Here, we are mimicking the signature of the native fetch API, which has one required argument and one optional argument. We simply expect a timeout property to optionally exist on init within this wrapper function.

const timeout = init && Number(init.timeout) || 8000

This first checks that init is "truthy", and then checks that init.timeout is a valid, non-zero number. If these are satisfied, then timeout is assigned the value of the supplied property, otherwise it defaults to 8000 milliseconds, like in your example.

return new Promise((resolve, reject) => { ... })

If you are at all familiar with using promises, then you'll recognize this pattern.
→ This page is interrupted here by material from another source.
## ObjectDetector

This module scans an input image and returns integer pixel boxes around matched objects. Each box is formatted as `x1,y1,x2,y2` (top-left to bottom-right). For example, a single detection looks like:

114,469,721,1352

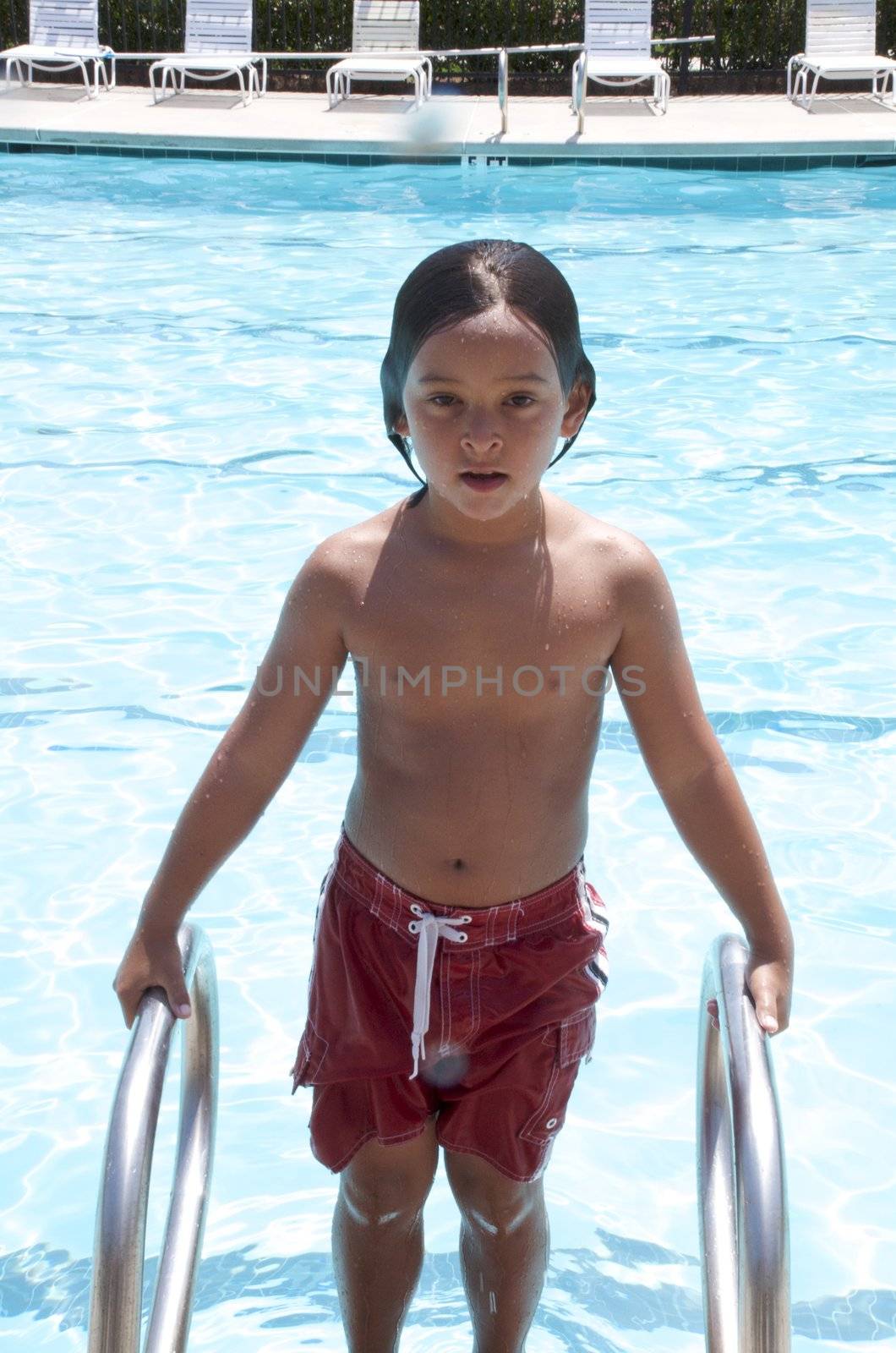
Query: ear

While it is typically considered an anti-pattern, this particular implementation is written properly, and is also necessary in this case to take advantage of a convenient implicit race-condition behavior of promises that I'll explain in a moment.

fetch(input, init).then(resolve, reject)

This line invokes the native fetch() method with the wrapper's arguments and resolves the explicitly constructed promise with the fulfilled Response object, if, and only if, it is successful and it completes before the setTimeout() callback is invoked.
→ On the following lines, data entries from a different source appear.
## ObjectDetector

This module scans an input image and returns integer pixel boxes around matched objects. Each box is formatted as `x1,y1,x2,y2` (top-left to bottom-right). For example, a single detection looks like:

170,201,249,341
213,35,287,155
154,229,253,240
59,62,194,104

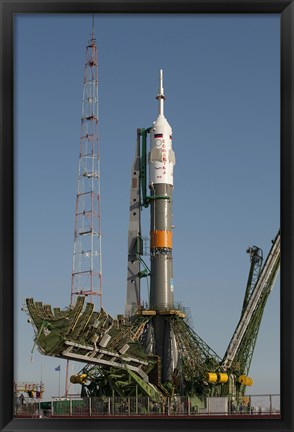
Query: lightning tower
66,16,102,394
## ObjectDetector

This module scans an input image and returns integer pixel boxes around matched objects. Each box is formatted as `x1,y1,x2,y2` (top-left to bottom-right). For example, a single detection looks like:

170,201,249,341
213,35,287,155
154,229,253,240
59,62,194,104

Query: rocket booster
149,70,175,309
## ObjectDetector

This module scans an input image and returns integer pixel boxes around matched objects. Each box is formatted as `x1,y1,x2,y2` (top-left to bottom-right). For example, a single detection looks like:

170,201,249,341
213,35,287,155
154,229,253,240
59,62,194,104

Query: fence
15,395,280,418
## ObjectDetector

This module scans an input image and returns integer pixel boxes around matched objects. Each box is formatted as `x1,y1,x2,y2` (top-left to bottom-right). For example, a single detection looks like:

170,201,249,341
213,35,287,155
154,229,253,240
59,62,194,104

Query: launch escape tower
66,22,102,394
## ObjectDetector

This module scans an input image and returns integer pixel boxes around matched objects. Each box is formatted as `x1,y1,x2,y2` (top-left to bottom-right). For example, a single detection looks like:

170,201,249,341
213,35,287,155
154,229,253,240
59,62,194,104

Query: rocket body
147,71,178,382
149,71,175,310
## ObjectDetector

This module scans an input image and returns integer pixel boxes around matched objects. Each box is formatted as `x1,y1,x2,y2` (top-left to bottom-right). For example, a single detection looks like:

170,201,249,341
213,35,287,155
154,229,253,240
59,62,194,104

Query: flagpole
58,366,61,397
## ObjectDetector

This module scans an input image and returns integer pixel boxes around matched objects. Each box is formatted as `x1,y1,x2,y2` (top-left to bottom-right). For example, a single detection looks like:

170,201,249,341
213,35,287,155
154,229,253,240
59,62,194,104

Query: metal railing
15,394,280,418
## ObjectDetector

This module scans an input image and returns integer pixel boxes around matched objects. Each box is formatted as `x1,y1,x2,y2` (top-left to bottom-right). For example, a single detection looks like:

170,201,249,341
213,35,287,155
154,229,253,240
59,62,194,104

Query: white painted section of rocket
149,69,176,185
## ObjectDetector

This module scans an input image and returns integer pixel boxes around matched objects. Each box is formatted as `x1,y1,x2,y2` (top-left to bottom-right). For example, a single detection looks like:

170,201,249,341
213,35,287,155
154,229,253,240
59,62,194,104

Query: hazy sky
14,14,280,398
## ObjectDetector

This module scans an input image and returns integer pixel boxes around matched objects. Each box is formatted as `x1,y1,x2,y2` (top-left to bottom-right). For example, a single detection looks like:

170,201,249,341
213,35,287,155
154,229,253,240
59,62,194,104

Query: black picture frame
0,0,294,432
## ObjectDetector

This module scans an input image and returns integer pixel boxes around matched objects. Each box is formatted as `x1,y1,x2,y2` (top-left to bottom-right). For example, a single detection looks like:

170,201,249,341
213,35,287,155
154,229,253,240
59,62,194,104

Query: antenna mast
66,15,102,395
The reason this occurs is because of the specification: a promise can only be fulfilled, rejected, or remain pending forever, and if it is fulfilled or rejected, it is "settled" and cannot be fulfilled or rejected again.

If it is unsuccessful, and it fails before the timeout occurs, then it will invoke reject() with an error.
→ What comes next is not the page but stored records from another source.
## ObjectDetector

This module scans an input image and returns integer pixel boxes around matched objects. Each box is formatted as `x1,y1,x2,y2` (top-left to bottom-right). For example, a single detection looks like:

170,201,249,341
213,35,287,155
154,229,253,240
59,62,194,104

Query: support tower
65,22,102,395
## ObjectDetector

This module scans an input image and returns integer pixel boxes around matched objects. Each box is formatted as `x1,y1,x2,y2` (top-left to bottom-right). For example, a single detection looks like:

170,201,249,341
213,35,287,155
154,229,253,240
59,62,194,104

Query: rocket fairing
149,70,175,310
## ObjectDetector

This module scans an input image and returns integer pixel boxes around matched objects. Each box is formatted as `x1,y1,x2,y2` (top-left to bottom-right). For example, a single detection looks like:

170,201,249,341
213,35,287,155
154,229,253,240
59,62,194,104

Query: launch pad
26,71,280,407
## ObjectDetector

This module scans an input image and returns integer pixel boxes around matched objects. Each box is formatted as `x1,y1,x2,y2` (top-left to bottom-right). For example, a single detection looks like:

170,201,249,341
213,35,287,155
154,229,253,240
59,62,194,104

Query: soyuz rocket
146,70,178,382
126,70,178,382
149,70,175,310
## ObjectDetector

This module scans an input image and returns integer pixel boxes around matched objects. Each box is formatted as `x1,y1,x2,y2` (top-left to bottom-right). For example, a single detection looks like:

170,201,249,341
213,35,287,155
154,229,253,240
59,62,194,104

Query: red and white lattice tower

setTimeout(() => ...), timeout)

This part is pretty straightforward; we're creating a timeout given the amount of milliseconds supplied from init.timeout or the default 8000, and invoking the callback function in that amount of time.

reject(new TypeError('Client timed out'))

Inside the callback, we're rejecting the constructed promise with a TypeError, but keep in mind, if the fetch() function has already invoked resolve() or reject() in its then(), this call is essentially a noop because the constructed promise has already locked into its state and cannot be "settled" again. Because of this, it is unnecessary to assign a reference to the timeout and call clearTimeout() if those occur first.

Conclusion

If you've read this far, you've probably realized by now that the suggested code is compact because it takes advantage of a thorough understanding of the promise specification, and is able to safely make assumptions that keeps the code DRY.